Syria, Aleppo

Syria is part of those countries where I have lived and which gave me incredible emotions. Its ancient cities, monuments and its history have always fascinated thousands of tourists. Unfortunately, today, due to the internal situation, this country is no longer open to visit and many of its historical-artistic beauties have been destroyed or severely damaged.
It was said that a trip to Syria is not complete without a visit to the city of Aleppo. A city with an incredible history, ancient monuments and a citadel that once was a fortress so big as to protect not only Aleppo, but the whole of the Levantine region.

Citadel

At 50 meters above the city, a ring of crenellated walls and towers rises from a steep slope, surrounding a mass of ruins from every era. The fortified entrance to the citadel is a marvelous example of Arab military architecture. On the north and south sides there are large towers above the moat which is 20 m deep and 30 m wide and which highlights the fortress’s isolation. The main parts of the citadel were the throne room with its beautiful chandelier, the small mosque and the great mosque built in 1213 AD with a 21-meter-high minaret with a splendid view of the city.

Aleppo was also known for the Umayyad Mosque, one of the largest and oldest in the city. Declared a World Heritage Site by UNESCO, it was built by the Caliph Umayyad Suleyman around the eighth century AD and modified several times in the following centuries. At the south corner took place the Minaret, 45 meters high and built in 1090 DC in six different sections  with an internal staircase consisting of about 170 steps.

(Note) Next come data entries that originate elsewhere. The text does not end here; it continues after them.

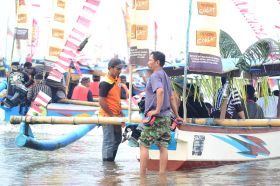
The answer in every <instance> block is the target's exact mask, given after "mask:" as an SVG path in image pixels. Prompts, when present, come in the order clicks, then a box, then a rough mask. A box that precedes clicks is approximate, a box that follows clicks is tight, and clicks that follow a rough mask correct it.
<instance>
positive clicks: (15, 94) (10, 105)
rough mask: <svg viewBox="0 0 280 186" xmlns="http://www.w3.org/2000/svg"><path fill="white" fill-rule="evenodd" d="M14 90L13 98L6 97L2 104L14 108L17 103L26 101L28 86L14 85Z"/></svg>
mask: <svg viewBox="0 0 280 186" xmlns="http://www.w3.org/2000/svg"><path fill="white" fill-rule="evenodd" d="M12 86H13V87H12V88H13V90H14V92H15V93H14V95H13V96H12V97H11V98H8V97H5V98H4V100H3V101H2V105H4V106H5V107H7V108H13V107H15V106H17V105H20V103H24V102H25V101H26V96H27V88H26V87H25V86H24V85H22V84H18V85H12Z"/></svg>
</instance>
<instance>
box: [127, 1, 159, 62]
mask: <svg viewBox="0 0 280 186" xmlns="http://www.w3.org/2000/svg"><path fill="white" fill-rule="evenodd" d="M126 3H127V4H126V5H125V10H124V11H123V12H124V18H125V23H126V27H128V26H127V25H128V24H130V28H127V29H126V30H127V32H129V33H127V34H130V35H129V36H128V37H127V39H128V43H129V44H130V63H131V64H134V65H140V66H146V65H147V62H148V59H149V50H150V49H153V48H154V34H155V32H154V22H153V21H151V20H153V18H152V17H151V11H152V10H151V4H152V3H155V1H153V0H134V1H132V4H131V1H127V2H126ZM128 8H129V9H131V13H130V14H131V15H130V16H129V10H127V9H128Z"/></svg>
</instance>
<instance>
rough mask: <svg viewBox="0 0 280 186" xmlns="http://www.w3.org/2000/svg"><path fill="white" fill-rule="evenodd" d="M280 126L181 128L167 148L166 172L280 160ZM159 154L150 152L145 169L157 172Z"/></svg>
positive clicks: (150, 150) (154, 150) (178, 130)
mask: <svg viewBox="0 0 280 186" xmlns="http://www.w3.org/2000/svg"><path fill="white" fill-rule="evenodd" d="M279 135H280V127H273V128H272V127H217V126H202V125H184V126H181V127H180V129H177V131H176V133H175V137H174V138H175V140H176V145H175V148H174V144H173V147H170V146H169V150H168V159H169V162H168V166H167V169H168V170H169V171H174V170H179V169H191V168H201V167H210V166H218V165H223V164H232V163H240V162H247V161H256V160H264V159H272V158H279V157H280V144H279V143H278V140H279ZM158 160H159V151H158V150H155V149H150V160H149V166H148V169H150V170H158V162H159V161H158Z"/></svg>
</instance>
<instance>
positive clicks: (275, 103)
mask: <svg viewBox="0 0 280 186" xmlns="http://www.w3.org/2000/svg"><path fill="white" fill-rule="evenodd" d="M269 94H270V90H269ZM278 99H279V98H278V96H274V95H271V96H268V97H267V103H265V98H264V97H263V96H262V97H260V98H259V99H258V100H257V102H256V103H257V104H258V105H259V106H260V107H261V108H262V109H263V112H264V117H265V118H266V119H271V118H277V105H278Z"/></svg>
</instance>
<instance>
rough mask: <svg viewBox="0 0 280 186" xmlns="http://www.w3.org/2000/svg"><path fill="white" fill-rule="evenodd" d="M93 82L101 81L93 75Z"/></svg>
mask: <svg viewBox="0 0 280 186" xmlns="http://www.w3.org/2000/svg"><path fill="white" fill-rule="evenodd" d="M92 80H93V81H94V82H99V81H100V76H96V75H92Z"/></svg>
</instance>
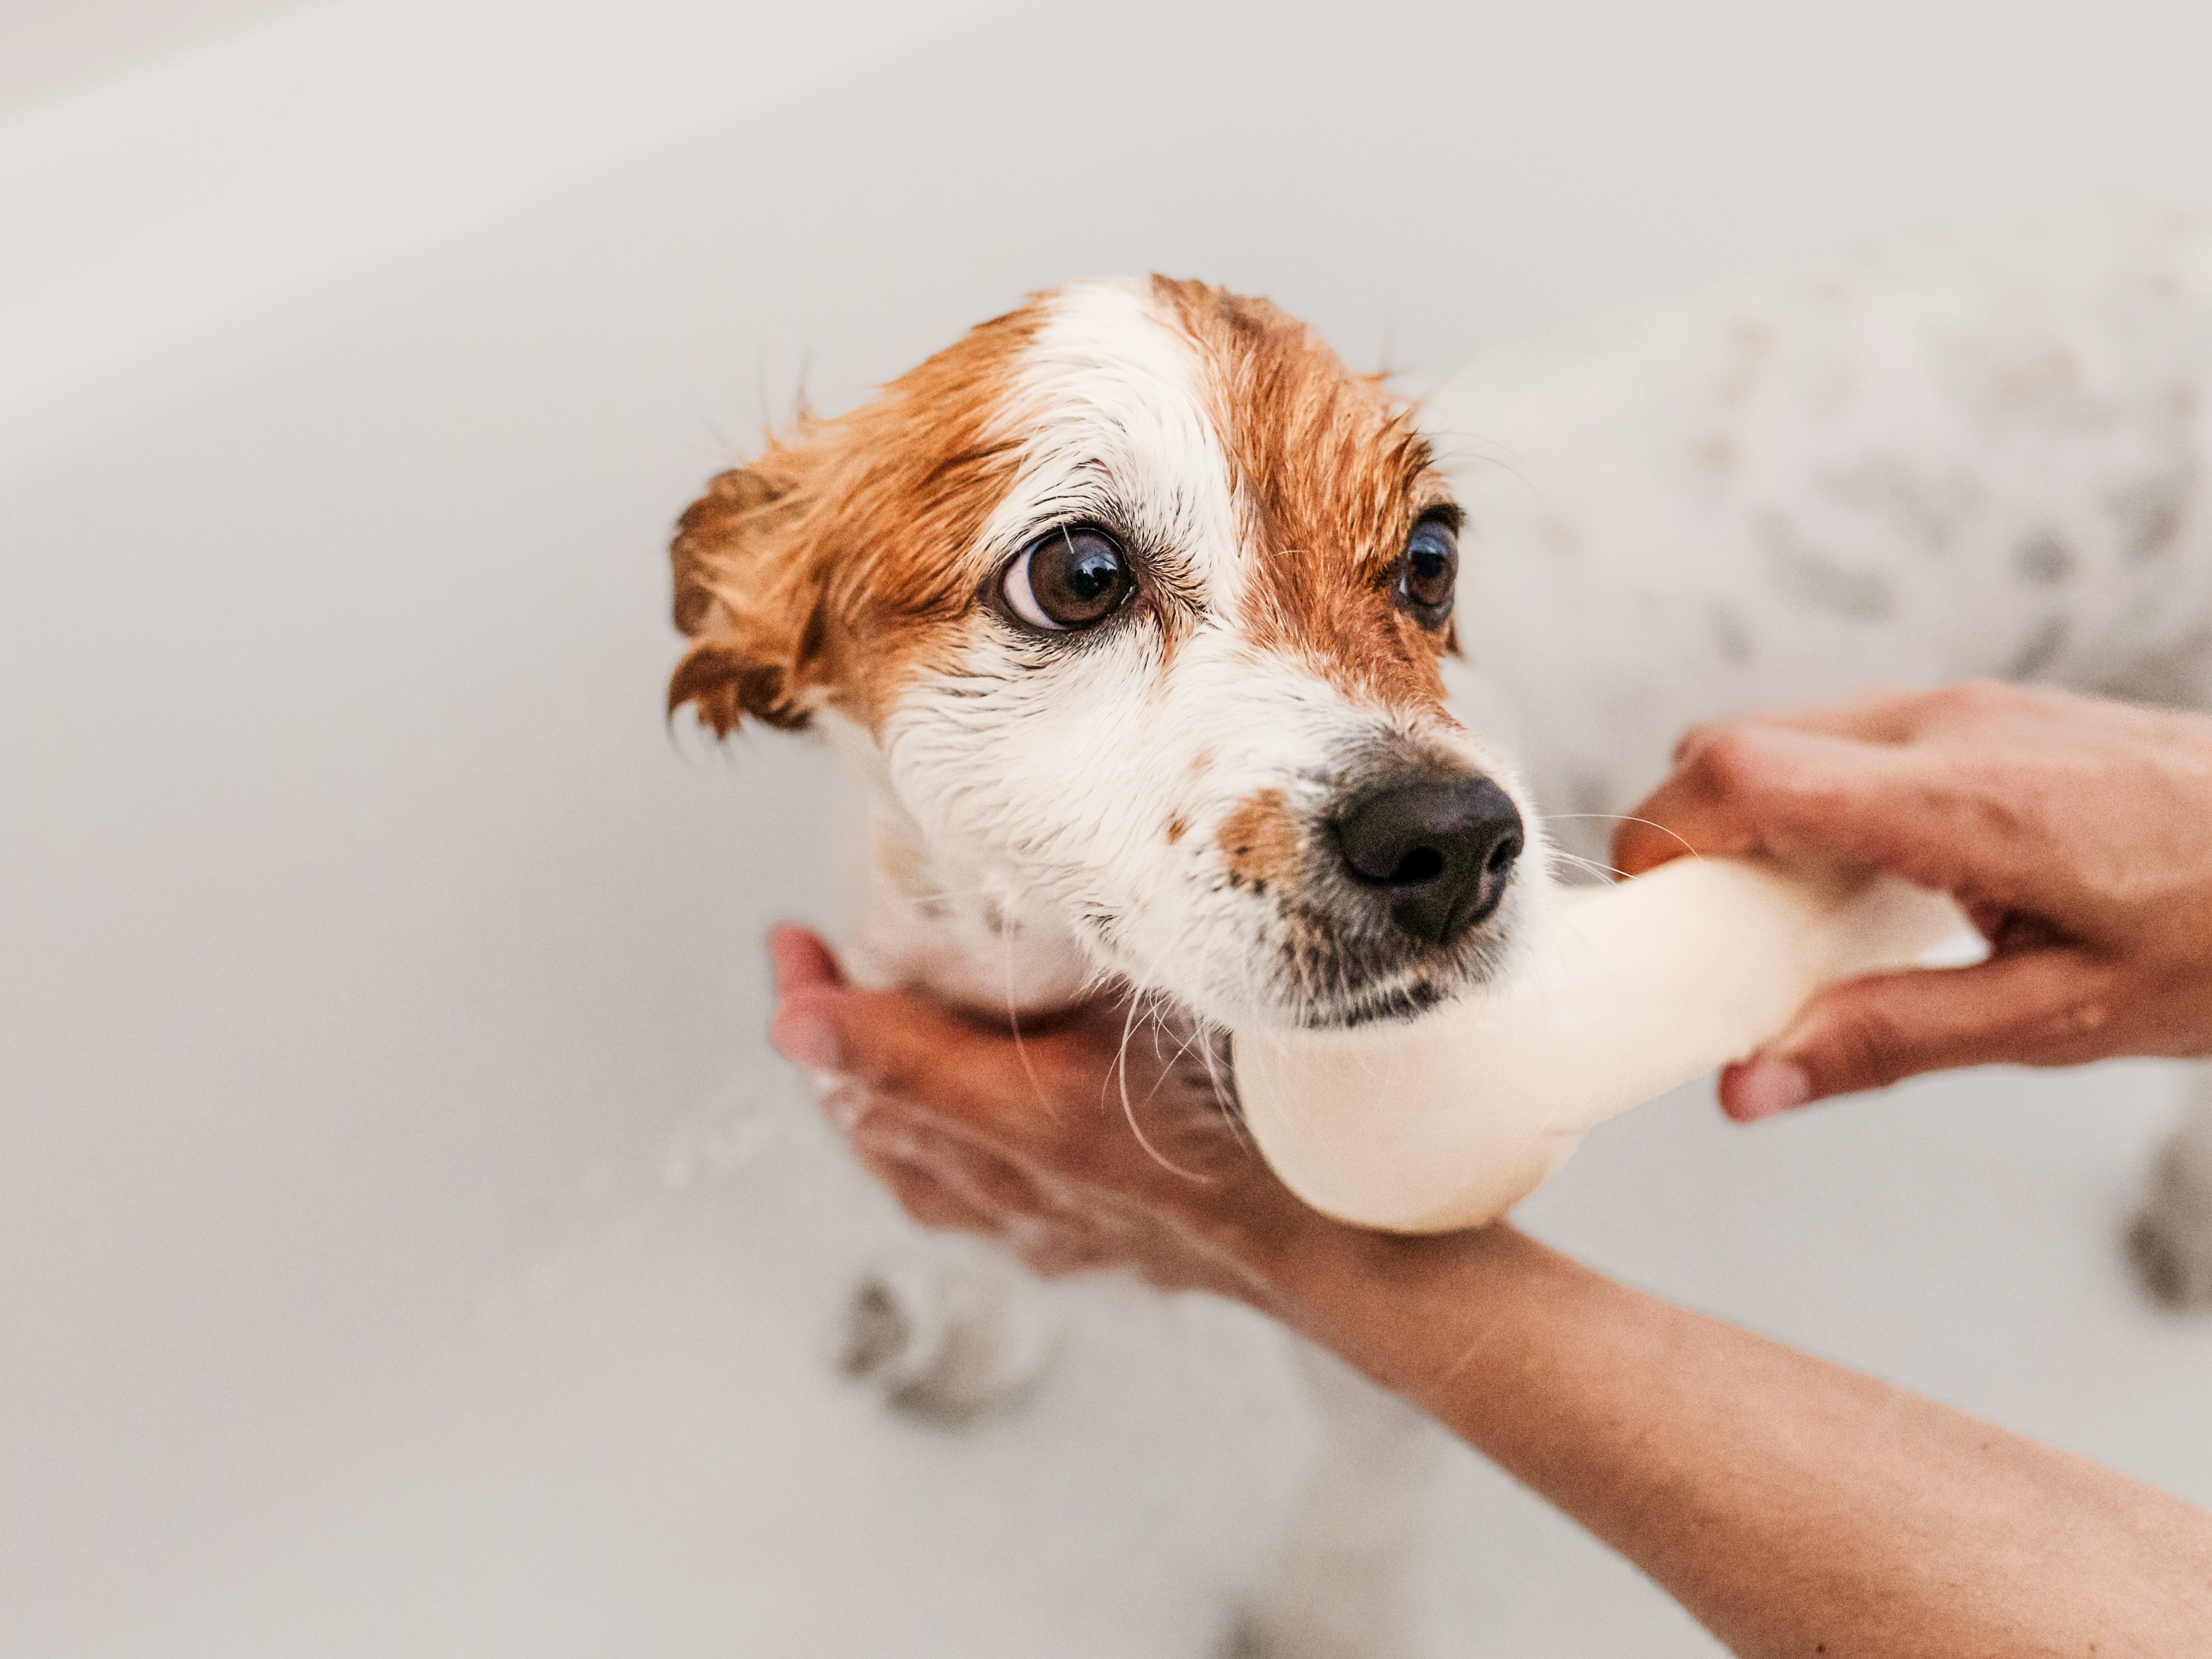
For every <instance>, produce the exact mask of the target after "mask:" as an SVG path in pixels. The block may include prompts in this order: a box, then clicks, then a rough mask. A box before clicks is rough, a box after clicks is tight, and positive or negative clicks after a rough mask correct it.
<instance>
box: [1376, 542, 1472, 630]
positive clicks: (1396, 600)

A must for those who visited the city, it was the beautiful Souk, World heritage Site, divided into “khan” and covered for about 30 kilometers by stone arches, which made it truly unique: walking and getting lost in its narrow intersecting alleys was something unique, full of shops, stalls selling anything while the merchants were trying to attract the attention with their items, people carrying their goods inside alleys with donkeys or handcarts. In this market you lived the taste of ancient times, among goods, smells, colors and sounds of “one thousand and one nights”.

The vitality of this market was one of the main features that fascinated the visitor, who could also experience the charm of bargaining, trying to get the best price to buy the famous local products: soap, oil, spices, incense, silk and carpets . During my stay in Aleppo, I always enjoyed spending time in this crowded market, observing everyday life sitting in some funduq, drinking a mint tea or Arabic coffee and talking to local people always surprised and so curious about my knowledge of the Arabic language.

Unfortunately, this city remains only good memories because most of its beauties have been badly damaged or completely destroyed and the only thing you can still do is admire them through a pictures.